Enéada II, 1, 8 — O corpo do céu não se consome e não tem necessidade de nutrição

8. Siendo así que esta luz permanece en el cielo, en el lugar que le ha sido asignado, como luz pura que asienta en el lugar más puro, ¿cómo en realidad podría descender de ahí? Es claro que por su naturaleza no podría fluir hacia abajo, ni existe nada en el cielo que pueda forzarla a precipitarse hacia la tierra. Y, por otra parte, todo cuerpo que reúne en sí un alma ya es un cuerpo distinto, que no guarda relación con ese mismo cuerpo privado de ella; eso acontece con el cuerpo del cielo, que no puede compararse con el que sería de encontrarse solo. Admitido que en la vecindad del cielo puede hablarse únicamente del aire o del fuego, ¿qué cometido asignaríamos al aire? Porque, en lo que al fuego se refiere, ningún poder cabría concederle, y ni siquiera le alcanzaría para esta acción. Antes incluso de haber producido nada, se vería alterado por la gran velocidad del cielo, pues es fuego menor y menos vigoroso que el fuego de la tierra. Además, lo que el fuego hace es calentar; pero conviene que lo que se caliente no lo haga por sí mismo, por lo cual si algo es destruido por el fuego, necesariamente habrá de ser calentado de antemano, debiendo llegar a tal estado en contra de su propia naturaleza.

El cielo no tiene necesidad de ningún otro cuerpo para mantenerse tal cual es, ni para cumplir el movimiento circular que es conforme a su naturaleza; pues no se ha llegado a demostrar que el movimiento natural del cielo se realice en línea recta. Digamos, por el contrario, que los cuerpos celestes, en razón a su misma naturaleza, o bien permanecen inmóviles o bien se desarrollan en un movimiento de tipo circular; cualesquiera otros movimientos, son en ellos movimientos forzados.

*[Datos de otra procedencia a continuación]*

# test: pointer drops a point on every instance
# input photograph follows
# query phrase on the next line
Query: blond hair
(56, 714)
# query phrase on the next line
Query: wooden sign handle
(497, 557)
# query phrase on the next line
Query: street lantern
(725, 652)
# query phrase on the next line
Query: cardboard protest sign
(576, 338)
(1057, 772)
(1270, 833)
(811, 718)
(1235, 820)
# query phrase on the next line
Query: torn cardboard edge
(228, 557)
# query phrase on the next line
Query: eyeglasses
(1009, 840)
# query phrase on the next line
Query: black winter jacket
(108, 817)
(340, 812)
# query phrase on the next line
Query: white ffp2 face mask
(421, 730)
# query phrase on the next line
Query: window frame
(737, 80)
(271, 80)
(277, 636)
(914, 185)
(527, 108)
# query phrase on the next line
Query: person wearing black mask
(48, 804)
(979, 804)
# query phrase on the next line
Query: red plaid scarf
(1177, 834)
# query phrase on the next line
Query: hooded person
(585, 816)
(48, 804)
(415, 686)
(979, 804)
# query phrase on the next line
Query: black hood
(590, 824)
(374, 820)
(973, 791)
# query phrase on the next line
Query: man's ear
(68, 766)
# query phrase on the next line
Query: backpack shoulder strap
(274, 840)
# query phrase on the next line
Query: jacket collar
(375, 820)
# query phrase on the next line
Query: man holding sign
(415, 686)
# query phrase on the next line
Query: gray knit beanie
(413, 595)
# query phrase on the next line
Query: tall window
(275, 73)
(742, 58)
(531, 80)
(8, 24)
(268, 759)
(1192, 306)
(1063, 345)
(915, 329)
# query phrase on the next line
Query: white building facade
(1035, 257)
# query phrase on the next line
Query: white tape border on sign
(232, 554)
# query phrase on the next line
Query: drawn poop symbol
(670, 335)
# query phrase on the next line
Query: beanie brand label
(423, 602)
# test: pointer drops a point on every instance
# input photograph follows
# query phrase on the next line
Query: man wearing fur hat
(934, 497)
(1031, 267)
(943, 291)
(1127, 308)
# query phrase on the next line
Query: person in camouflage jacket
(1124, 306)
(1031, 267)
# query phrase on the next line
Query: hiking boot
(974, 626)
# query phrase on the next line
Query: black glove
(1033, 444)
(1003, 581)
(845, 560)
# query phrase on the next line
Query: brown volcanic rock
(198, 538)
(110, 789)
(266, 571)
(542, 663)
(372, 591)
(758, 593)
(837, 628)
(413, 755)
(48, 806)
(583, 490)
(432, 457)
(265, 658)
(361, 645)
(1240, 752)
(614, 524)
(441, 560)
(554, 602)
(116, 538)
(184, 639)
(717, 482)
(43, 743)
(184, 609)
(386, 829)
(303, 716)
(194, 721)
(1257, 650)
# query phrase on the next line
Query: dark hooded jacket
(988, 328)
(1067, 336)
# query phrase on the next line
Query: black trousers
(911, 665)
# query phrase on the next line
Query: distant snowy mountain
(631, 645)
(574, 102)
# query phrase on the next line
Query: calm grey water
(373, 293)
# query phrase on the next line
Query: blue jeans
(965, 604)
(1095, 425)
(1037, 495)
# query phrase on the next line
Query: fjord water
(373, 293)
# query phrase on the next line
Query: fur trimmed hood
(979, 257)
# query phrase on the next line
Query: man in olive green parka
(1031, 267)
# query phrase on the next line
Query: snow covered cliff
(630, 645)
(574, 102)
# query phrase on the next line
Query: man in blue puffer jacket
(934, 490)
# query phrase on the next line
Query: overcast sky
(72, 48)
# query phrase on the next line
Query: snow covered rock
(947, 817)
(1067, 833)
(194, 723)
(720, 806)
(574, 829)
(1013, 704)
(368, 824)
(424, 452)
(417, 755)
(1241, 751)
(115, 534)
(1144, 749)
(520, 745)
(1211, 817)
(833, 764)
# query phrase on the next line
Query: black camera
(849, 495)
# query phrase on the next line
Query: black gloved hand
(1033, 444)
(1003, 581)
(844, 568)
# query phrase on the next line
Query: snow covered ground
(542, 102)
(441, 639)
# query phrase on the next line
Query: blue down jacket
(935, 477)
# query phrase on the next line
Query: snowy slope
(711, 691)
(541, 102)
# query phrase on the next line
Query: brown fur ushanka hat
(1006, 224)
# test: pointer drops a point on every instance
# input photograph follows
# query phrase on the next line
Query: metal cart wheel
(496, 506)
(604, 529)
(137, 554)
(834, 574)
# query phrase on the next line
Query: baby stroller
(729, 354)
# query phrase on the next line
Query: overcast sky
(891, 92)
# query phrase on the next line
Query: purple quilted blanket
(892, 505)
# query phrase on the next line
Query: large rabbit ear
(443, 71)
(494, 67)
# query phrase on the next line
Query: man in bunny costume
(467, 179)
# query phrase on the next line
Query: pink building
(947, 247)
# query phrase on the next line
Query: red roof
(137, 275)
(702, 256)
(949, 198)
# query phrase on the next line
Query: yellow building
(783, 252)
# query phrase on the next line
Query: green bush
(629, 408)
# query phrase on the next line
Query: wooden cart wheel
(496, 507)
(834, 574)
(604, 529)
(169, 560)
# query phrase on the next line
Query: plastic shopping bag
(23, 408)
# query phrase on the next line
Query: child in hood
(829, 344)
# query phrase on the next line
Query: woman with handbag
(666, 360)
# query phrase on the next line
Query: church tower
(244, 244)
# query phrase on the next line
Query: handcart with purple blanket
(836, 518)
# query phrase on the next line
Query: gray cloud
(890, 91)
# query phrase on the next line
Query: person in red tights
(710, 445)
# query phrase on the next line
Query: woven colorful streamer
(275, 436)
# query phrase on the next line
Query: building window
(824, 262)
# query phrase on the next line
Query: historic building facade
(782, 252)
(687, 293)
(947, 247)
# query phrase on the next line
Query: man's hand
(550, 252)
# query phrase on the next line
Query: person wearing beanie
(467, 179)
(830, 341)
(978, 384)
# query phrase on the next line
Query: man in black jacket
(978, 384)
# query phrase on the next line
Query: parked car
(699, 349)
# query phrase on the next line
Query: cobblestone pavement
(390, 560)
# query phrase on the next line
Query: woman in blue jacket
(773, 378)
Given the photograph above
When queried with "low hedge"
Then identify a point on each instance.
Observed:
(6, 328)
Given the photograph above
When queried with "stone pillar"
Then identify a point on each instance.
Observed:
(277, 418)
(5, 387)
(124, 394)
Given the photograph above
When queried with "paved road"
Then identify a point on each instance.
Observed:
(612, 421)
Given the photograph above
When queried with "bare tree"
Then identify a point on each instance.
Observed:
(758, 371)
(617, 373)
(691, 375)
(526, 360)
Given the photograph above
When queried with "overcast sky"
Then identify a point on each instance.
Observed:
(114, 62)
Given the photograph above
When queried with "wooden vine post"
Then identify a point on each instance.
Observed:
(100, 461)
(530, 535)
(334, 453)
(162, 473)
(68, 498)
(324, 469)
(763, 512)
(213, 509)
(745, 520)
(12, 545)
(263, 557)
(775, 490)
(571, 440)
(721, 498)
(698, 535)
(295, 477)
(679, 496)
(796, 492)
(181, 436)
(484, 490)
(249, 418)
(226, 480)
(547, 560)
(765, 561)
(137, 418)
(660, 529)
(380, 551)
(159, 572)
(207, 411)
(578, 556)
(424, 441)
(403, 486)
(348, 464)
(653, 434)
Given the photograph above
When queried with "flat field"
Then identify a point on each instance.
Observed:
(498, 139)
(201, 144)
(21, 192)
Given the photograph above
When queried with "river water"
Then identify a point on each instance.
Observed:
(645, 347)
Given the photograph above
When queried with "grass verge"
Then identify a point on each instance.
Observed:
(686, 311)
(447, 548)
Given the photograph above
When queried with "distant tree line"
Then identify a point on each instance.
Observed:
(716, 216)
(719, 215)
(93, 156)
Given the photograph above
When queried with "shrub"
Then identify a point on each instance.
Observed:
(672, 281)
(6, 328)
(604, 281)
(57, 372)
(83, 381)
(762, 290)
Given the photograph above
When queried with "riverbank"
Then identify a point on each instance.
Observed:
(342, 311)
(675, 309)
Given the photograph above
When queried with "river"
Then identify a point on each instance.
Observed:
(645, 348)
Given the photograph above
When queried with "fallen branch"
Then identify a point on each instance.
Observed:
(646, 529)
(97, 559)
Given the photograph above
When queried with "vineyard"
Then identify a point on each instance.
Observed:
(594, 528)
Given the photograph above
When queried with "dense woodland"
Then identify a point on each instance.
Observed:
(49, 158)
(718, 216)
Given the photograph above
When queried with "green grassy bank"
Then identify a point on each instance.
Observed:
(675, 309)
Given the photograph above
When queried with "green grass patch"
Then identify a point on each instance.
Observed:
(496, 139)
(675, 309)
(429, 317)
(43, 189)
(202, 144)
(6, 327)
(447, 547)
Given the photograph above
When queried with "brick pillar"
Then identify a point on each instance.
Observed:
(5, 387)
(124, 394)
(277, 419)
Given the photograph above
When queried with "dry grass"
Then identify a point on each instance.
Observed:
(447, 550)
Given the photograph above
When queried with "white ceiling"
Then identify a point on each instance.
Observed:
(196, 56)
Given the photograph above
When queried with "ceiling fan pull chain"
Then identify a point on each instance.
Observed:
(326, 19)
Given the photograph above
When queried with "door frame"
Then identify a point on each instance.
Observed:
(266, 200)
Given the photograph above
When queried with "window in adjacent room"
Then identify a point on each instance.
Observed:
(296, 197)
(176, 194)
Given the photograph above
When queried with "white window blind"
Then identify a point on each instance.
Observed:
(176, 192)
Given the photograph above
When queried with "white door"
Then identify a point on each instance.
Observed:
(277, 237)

Convendrá decir que esos cuerpos no tienen necesidad alguna de alimento. No guardan analogía con los cuerpos terrestres, ni encierran un alma como la nuestra, ni ocupan el mismo lugar. No se da en el cielo una causa para ese movimiento siempre continuo que hace que los cuerpos compuestos de la tierra necesiten de alimento. Los cambios de estos cuerpos los producen ellos mismos y hemos de atribuirlos a una naturaleza diferente del alma del cielo, que, por su debilidad, no sabe mantenerlos en su ser. Y esa naturaleza lo que procura es imitar a otra que está sobre ella, cuando trata de producir o de engendrar. Pero con todo, y como ya se ha dicho, las cosas del cielo no han de ser consideradas del mismo modo que las cosas inteligibles.